A partir de ce lundi, les autorités marocaines ont reconduit pour deux semaines la suspension de tous les vols directs de passagers à destination du Maroc. En tant que profession, comment avez-vous accueilli cette annonce pour l’écosystème touristique ?
Cette annonce nous a effectivement abasourdis, d’autant plus que, quelques semaines plutôt, les vols en provenance de quatre de nos principaux marchés émetteurs avaient été suspendus, suivis rapidement de ceux du marché français, ce qui, d’ores et déjà, compromettait lourdement la saison d’hiver, avec tout de même un petit espoir que ces suspensions seraient de courte durée. Avec la fermeture totale du ciel marocain, le coup de grâce a été asséné à l’ensemble du secteur déjà à l’agonie. Le Maroc a choisi le tout sanitaire pour préserver ses acquis et protéger la santé des citoyens. Nous le comprenons et nous y souscrivons totalement, bien que nous pensons que nous aurions pu, sans doute, protéger nos acquis sanitaires en renforçant (tests supplémentaires, confinements, etc.) l’accès au Maroc aux touristes vaccinés, forts de notre taux de vaccination plus que satisfaisant, et le faible nombre de cas de contamination journalier.
Pour être franche avec vous, la consternation de tous les professionnels du tourisme est autant dans la fermeture du ciel (qui les empêche de travailler) que dans l’absence de mesures de soutien et d’accompagnement pour leur venir en aide et sauver le secteur qui, ne l’oublions pas, subit la crise de la pandémie du Covid 19 depuis plus de 20 mois. Pourtant, ces mesures existent et sont écrites noir sur blanc dans le contrat programme, couvrant la période 2020-2022, et signé en août 2020. Ce contrat programme comprenait 21 mesures censées, à la fois, soutenir le secteur durant la crise, le relancer et le transformer durablement. Mais, malheureusement, seules deux mesures sur 21 ont été actionnées : l’indemnité forfaitaire de 2.000 DH octroyée aux employés du secteur, et les avoirs clients (loi 30-20). Nous sommes conscients que, dans ce contexte de crise sans précédent, nos gouvernants n’ont pas la tâche facile, mais comme le dit si bien le proverbe : « Aux grands maux les grands remèdes». Aujourd’hui le temps nous est compté, il faut agir sans délai pour sauver les entreprises du secteur avant que cette crise ne les décime à jamais, avec à la clé des milliers d’emplois détruits.
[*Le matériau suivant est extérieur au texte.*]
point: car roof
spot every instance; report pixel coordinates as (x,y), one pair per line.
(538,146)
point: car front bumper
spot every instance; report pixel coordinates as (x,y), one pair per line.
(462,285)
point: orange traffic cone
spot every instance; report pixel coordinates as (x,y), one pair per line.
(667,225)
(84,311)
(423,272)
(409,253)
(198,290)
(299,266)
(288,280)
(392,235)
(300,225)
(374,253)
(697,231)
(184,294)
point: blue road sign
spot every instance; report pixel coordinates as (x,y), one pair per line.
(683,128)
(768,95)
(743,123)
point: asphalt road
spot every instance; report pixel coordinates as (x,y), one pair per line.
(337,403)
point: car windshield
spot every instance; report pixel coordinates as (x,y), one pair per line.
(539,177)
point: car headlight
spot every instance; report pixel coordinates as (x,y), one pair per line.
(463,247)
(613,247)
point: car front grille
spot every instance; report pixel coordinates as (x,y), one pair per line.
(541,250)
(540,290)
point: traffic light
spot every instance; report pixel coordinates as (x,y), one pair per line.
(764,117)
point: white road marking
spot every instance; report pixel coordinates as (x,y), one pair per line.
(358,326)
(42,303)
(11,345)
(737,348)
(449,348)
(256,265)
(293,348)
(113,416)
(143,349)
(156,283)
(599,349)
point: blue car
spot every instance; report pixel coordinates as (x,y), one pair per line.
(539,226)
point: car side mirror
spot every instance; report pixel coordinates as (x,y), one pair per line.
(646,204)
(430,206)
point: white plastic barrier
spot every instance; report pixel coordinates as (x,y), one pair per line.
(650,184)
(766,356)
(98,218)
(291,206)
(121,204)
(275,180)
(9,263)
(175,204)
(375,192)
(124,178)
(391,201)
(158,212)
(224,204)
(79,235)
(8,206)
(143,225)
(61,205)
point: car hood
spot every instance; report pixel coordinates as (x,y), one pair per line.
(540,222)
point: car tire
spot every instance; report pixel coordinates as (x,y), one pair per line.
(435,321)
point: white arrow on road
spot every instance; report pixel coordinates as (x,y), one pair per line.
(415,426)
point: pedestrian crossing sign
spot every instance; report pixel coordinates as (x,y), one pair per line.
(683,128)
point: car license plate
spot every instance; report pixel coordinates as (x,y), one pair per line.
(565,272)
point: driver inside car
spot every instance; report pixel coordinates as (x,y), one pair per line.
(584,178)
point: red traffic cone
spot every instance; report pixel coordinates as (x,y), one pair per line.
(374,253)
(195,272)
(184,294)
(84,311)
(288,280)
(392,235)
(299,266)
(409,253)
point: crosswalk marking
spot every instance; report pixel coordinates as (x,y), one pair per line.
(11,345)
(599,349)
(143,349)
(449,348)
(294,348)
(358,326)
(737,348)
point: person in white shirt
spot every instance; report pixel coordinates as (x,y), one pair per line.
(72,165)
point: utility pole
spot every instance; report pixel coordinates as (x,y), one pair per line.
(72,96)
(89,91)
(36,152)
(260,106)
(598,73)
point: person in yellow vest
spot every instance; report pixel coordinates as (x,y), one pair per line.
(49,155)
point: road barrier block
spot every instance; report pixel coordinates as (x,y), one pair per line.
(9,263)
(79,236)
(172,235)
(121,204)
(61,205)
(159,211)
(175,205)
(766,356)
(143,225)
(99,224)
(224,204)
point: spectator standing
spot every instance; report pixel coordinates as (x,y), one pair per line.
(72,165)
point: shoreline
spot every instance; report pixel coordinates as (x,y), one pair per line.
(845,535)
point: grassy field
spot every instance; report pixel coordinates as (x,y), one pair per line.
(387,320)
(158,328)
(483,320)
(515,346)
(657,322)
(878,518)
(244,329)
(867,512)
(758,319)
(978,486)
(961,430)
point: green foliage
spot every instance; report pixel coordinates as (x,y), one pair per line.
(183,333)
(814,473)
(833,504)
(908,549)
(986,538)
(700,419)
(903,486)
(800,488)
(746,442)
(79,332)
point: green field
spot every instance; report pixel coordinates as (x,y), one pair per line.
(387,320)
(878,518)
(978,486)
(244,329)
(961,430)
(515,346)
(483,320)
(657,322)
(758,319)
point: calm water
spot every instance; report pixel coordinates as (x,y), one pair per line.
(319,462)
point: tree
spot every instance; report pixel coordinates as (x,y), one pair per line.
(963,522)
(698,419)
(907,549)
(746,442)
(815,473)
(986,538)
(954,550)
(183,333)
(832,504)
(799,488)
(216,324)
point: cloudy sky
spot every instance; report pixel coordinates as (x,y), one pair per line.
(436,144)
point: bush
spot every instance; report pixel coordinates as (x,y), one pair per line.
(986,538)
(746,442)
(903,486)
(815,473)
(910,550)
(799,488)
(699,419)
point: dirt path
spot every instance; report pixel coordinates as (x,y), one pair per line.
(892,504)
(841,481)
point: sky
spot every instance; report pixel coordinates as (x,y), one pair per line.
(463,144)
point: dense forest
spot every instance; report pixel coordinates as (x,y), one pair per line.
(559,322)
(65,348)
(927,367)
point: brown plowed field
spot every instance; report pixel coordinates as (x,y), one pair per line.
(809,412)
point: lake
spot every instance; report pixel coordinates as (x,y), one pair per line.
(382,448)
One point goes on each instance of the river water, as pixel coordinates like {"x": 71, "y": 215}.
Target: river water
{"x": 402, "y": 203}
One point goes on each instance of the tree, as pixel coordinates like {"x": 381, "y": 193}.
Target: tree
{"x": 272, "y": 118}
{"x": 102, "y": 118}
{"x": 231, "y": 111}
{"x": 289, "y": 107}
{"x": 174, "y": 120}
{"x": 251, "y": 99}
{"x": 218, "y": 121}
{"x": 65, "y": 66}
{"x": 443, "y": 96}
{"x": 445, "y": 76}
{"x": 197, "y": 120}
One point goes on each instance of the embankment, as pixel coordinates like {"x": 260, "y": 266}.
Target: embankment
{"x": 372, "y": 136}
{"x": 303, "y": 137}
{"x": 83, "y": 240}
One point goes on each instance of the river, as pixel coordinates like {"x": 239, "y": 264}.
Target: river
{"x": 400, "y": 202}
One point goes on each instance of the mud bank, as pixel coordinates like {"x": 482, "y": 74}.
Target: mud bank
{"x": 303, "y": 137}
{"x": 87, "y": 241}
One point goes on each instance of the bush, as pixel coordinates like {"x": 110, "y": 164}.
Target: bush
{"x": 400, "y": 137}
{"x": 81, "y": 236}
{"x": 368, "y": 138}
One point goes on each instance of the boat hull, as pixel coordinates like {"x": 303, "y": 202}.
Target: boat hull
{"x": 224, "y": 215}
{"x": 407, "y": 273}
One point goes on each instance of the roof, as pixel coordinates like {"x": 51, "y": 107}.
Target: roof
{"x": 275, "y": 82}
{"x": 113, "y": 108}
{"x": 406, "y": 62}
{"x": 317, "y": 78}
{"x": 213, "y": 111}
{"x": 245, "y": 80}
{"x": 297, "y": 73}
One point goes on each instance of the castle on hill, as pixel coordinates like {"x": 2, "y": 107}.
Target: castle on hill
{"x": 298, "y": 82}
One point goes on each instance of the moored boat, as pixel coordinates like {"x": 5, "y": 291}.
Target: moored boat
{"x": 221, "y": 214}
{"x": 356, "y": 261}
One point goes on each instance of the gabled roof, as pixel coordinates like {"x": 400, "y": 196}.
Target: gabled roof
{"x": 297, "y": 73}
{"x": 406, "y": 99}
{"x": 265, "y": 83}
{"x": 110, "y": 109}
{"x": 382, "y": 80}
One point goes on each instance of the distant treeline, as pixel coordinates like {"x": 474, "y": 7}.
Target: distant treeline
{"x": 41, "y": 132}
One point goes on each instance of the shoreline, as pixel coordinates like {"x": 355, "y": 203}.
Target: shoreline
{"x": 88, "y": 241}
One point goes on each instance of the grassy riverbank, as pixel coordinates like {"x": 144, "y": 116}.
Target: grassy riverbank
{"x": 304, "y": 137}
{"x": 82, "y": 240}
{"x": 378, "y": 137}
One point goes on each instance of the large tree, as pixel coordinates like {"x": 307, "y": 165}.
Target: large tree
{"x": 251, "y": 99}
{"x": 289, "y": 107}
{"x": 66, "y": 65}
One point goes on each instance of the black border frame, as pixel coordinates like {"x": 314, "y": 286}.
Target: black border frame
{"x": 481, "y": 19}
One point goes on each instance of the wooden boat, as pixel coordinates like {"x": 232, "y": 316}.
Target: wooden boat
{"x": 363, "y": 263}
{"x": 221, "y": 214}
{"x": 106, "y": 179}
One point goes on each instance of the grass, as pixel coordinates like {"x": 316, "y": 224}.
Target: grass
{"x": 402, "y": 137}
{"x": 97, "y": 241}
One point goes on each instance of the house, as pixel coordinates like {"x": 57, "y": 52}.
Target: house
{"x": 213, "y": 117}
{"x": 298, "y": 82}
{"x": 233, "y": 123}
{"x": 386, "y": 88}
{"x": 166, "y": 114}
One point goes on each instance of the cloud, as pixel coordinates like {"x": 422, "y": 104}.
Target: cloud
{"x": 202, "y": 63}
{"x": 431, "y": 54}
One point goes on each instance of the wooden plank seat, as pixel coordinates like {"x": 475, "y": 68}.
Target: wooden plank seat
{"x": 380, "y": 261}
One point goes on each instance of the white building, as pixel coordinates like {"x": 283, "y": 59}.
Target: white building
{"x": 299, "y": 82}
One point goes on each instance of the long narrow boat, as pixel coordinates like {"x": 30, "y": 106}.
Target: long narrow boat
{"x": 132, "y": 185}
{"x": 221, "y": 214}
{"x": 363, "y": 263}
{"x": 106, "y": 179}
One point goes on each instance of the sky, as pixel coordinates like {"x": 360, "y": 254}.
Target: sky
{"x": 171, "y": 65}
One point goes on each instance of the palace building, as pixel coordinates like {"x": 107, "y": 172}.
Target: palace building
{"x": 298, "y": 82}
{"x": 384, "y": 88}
L’indemnité forfaitaire a été reconduite du 1er septembre au 31 décembre 2021. Quelles seront les modalités de mise en œuvre de cette indemnité ?
L’indemnité forfaitaire a été suspendue depuis le 30 juin 2021, en prévision d’une reprise des activités durant la saison estivale, reprise qui n’a pas eu lieu. Alors sa reconduction, pour les quatre derniers mois de l’année, est en soi une très bonne nouvelle. Seulement, sa mise en œuvre pose problème et risque de ne profiter qu’à un faible nombre. Le premier problème concerne l’éligibilité des entreprises à cette indemnité, notamment sur le critère du maintien de 80% des employés de février 2020. Il faut savoir que beaucoup d’employés se sont trouvés obliger de se reconvertir dans d’autres secteurs d’activité, voyant cette crise s’éterniser et ne pouvant plus subvenir, avec seulement 2000 DH par mois, aux besoins vitaux de leur famille. Même si, dans le meilleur des cas, une entreprise a pu remplacer ce personnel, elle ne pourra pas prétendre à cette indemnité. Le deuxième problème a trait à la rétroactivité de l’indemnité, puisqu’elle va concerner 3 mois pour lesquels les salaires ont déjà été payés à 100% par les entreprises, et déclarés comme tel. Encore une fois, les structures, dans ce cas de figure, ne pourront pas, elles non plus, prétendre à l’indemnité. Ceci dit, le ministère de tutelle, alerté dans ce sens par la CNT, travaille avec cette dernière pour trouver une solution.
Après la suspension des liaisons aériennes et maritimes, faut-il s’attendre à une fermeture massive des unités hôtelières et renvoyer les employés au chômage technique ou partiel ?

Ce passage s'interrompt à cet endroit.